IU officials unveiled a Student Welfare Initiative to an impressed Board of Trustees on Friday. The initiative ramps up efforts on all campuses for sexual violence prevention and response.
“I think this is incredible work for such an incredibly important topic,” said student Trustee Janice Farlow.
At the April board meeting, the trustees approved a Commitment to Student Welfare statement that called for no tolerance for sexual assault and for compliance with all related prevention and reporting laws. This puts that into action, IU officials said.
“I’m not aware of any other university board that has made such a strong statement,” said John Applegate, IU executive vice president for university academic affairs.

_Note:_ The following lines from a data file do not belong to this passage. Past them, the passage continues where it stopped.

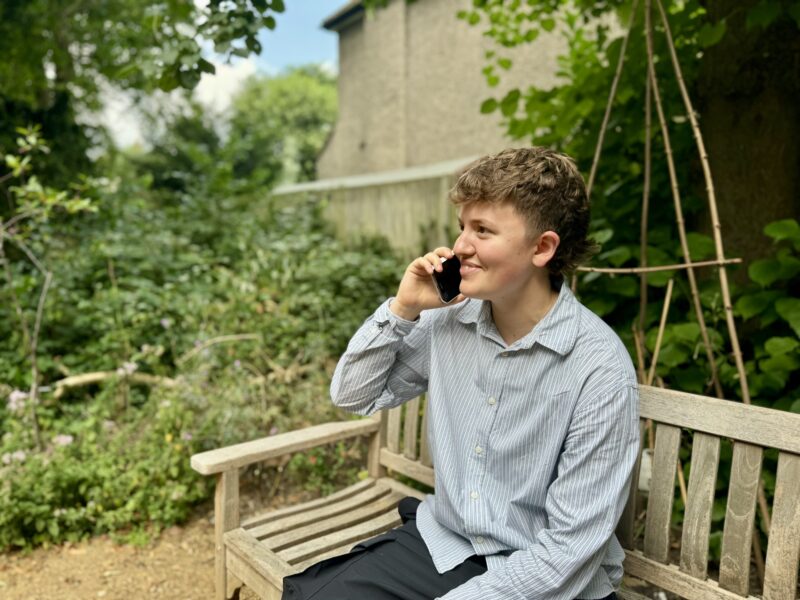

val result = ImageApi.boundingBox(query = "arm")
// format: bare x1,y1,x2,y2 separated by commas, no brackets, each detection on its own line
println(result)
329,298,431,415
441,384,640,600
331,247,466,416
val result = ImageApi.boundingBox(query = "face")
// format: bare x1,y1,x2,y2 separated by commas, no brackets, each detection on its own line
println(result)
453,202,541,303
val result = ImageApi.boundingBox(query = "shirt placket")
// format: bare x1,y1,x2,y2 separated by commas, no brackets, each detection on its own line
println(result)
463,339,513,551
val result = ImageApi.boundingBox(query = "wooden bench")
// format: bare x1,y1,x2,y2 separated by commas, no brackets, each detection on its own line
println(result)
190,385,800,600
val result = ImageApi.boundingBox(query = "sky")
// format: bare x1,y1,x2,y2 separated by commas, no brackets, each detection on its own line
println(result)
102,2,345,148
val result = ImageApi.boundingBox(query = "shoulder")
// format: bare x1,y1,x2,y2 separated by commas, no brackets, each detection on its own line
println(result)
570,298,638,391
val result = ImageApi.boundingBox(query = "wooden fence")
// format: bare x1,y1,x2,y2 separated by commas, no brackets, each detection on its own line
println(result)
271,157,477,259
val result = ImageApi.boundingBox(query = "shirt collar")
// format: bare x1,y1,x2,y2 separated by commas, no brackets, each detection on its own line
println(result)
455,282,580,355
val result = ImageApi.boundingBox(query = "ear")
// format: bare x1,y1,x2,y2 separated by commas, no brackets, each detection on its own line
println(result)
531,231,560,268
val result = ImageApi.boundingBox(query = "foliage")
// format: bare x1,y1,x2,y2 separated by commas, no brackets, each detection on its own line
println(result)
457,0,800,566
0,107,403,549
228,65,338,187
0,0,285,184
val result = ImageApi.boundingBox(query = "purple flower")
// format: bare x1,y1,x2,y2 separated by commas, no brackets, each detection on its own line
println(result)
233,359,242,369
269,426,279,436
181,431,193,441
53,434,74,447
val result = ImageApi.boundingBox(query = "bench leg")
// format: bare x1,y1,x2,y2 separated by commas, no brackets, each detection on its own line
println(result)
215,469,241,600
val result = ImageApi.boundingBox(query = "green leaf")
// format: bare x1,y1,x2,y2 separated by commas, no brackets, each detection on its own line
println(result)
592,228,613,245
500,89,520,116
598,245,631,267
480,98,498,114
735,291,781,319
764,219,800,243
748,258,781,287
198,59,216,75
775,298,800,336
672,322,701,342
541,18,556,32
765,336,799,356
697,20,727,48
746,0,782,29
685,232,715,260
497,57,513,70
790,398,800,414
789,2,800,27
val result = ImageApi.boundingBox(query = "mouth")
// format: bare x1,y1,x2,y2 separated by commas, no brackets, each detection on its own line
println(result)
460,262,482,276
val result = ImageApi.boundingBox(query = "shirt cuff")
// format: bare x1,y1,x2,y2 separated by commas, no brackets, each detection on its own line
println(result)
374,297,420,336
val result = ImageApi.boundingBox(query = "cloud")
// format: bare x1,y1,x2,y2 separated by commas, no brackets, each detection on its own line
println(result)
195,56,258,114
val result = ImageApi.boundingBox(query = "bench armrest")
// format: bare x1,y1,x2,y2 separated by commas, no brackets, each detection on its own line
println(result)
190,416,381,475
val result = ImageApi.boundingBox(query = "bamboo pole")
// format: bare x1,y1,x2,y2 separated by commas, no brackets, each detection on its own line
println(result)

He said IU has been dedicated to this work for many years.
“IU has been a leader in responding to this very serious problem,” Applegate said.
Launching later this month is a university website to be a single reference point for all existing IU resources relating to sexual assault. Also going up are more than 6,000 posters with sexual violence definitions and resources in bathrooms across campus, said Emily Springston, IU associate general counsel.

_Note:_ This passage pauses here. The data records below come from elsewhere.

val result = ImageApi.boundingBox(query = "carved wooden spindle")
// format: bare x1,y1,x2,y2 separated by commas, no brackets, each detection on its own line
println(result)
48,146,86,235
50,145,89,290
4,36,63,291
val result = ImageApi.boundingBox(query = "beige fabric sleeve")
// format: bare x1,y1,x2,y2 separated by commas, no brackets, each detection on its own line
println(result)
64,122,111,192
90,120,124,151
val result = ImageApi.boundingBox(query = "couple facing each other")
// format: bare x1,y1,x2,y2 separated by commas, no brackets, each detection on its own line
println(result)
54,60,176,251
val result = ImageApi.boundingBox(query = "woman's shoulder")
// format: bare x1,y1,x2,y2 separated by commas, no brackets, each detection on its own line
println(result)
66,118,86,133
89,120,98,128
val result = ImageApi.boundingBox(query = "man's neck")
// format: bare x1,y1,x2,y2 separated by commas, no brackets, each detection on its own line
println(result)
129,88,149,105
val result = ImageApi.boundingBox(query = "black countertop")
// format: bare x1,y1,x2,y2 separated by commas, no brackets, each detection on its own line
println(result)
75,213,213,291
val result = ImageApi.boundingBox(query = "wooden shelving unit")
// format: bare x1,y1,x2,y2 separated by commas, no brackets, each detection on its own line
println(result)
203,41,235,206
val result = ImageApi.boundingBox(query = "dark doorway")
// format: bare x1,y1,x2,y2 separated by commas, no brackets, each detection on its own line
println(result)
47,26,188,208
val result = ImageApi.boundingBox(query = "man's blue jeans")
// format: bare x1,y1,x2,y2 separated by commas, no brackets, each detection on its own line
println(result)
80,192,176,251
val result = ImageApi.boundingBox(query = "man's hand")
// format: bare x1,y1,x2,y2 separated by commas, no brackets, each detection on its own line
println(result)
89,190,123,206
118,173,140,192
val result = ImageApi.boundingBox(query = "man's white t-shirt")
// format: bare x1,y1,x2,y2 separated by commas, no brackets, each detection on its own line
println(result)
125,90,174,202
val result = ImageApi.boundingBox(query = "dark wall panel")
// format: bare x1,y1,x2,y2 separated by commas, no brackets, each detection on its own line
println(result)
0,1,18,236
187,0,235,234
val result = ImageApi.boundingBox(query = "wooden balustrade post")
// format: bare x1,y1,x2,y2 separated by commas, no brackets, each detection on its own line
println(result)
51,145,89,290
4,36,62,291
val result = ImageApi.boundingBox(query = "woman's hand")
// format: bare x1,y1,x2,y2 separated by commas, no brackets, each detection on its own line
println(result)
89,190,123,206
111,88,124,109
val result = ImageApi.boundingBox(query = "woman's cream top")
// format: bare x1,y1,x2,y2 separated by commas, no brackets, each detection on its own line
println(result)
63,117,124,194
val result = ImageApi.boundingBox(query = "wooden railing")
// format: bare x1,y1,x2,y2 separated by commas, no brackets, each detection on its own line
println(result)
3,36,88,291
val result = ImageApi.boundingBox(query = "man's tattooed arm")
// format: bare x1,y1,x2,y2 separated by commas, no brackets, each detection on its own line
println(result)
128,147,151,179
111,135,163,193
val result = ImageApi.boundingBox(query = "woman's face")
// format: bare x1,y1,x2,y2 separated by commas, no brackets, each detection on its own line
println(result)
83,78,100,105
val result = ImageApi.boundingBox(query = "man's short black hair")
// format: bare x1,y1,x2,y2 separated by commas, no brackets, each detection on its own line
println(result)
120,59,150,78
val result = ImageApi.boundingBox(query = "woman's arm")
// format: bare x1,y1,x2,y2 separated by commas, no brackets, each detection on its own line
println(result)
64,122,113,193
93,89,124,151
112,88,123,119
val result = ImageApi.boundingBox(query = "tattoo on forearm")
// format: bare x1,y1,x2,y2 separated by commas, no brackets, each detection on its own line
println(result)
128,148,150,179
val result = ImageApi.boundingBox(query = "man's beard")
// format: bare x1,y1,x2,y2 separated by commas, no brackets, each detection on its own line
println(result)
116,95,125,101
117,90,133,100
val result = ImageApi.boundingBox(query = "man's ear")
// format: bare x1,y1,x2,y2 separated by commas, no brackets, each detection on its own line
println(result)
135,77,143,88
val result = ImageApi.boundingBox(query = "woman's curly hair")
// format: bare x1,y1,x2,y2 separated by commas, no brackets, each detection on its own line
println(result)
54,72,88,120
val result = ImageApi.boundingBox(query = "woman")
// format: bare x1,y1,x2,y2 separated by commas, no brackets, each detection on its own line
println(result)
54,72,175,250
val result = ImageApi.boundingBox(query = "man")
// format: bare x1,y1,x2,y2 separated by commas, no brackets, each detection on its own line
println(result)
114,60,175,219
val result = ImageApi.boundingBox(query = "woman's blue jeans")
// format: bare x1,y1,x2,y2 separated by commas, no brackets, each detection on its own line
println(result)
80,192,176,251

The initiative also works to ensure IU has a proper response to federal laws, aims to increase transparency, accountability and education, and falls within the White House’s nationwide effort to take action against sexual assault on college campuses.
The goal is to do more than just what the law requires, said Jackie Simmons, IU vice president and general counsel, who presented the initiative to the IU trustees with Springston and Applegate.
Simmons said the legal policies relating to sexual assault and violence are constantly changing, so it’s up to IU to stay up-to-the-minute on compliance.
Several groups have been created within the initiative, including an executive council, compliance committee, senior student affairs officers’ council and a research roundtable. There will also be a new position, a student welfare compliance coordinator.
Currently, IU Bloomington is part of a compliance review from the U.S. Department of Education’s Office for Civil Rights. Campus leaders were told the review was routine and not based on a complaint, Simmons said.
Regardless, the initiative is how the university is addressing coordination, consistency and communication about university
policies relating to sexual violence.
“I think this is an amazing piece of work. This is a historical collaboration. We’ve been doing all of this work already, so it’s just bringing all the pieces together,” said Trustee MaryEllen Bishop.
Trustee James Morris agreed. He and fellow Trustee Philip Eskew said they’d like to see continued reports to the board about IU’s efforts to prevent sexual assault and to educate students and staff.
Applegate said the trustees’ and President Michael McRobbie’s involvement in the initiative sends a clear message from IU that sexual violence prevention and response is a priority.
“It’s a serious and complex problem. The ultimate solution lies in changing culture, which is difficult and takes time,” he said.